As-Saber lays out several prescriptions, all of which should focus on businesses and governments forcing change at every level, from the home country creating and implementing strict safety laws, to multi-national companies requiring regular audits at every level of their supply chains.
Obama bets on natural gas
The Financial Times reports that President Barack Obama’s energy policy will increasingly depend on a rise in natural gas exports. The Department of Energy is currently considering approving several new export terminals, and will likely give the go-ahead to one in Texas in the coming months. The industry, however, is concerned that more exports will drive up the cost of gas in the U.S.
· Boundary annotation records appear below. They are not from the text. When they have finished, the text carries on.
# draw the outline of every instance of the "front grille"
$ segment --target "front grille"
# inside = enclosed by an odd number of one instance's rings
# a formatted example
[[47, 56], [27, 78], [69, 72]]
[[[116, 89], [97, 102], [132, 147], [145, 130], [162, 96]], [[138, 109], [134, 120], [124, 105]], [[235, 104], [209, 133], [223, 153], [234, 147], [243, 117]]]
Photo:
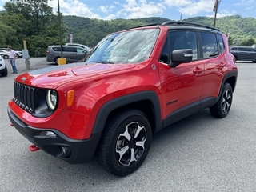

New drilling techniques like fracking have allowed companies to tap into the vast reserves of gas under North America’s shale fields, making natural gas far cheaper in the U.S. than it is in Europe or Asia. The FT writes that the Obama administration has made energy a key part of its larger plan for national security and international diplomacy.
Aerosmith has cancelled a much anticipated show date in Jakarta on May 11. While the band did not specify why the show was called off, the assumption is safety concerns. Indonesian officials say two people were detained last week over a plot to bomb an embassy in Jakarta “as radicals rallying in the city called for “jihad in Myanmar” to avenge the death of Muslims in clashes with Buddhists,” reports AFP in a story carried by The Rappler. It all sounds like more heat than Aerosmith wanted to draw, despite the fact that 85 percent of the tickets had been sold.
The band told fans in a written statement: “We want to apologize to all our fans who were expecting to see us and hope that one day we can make it up to them.”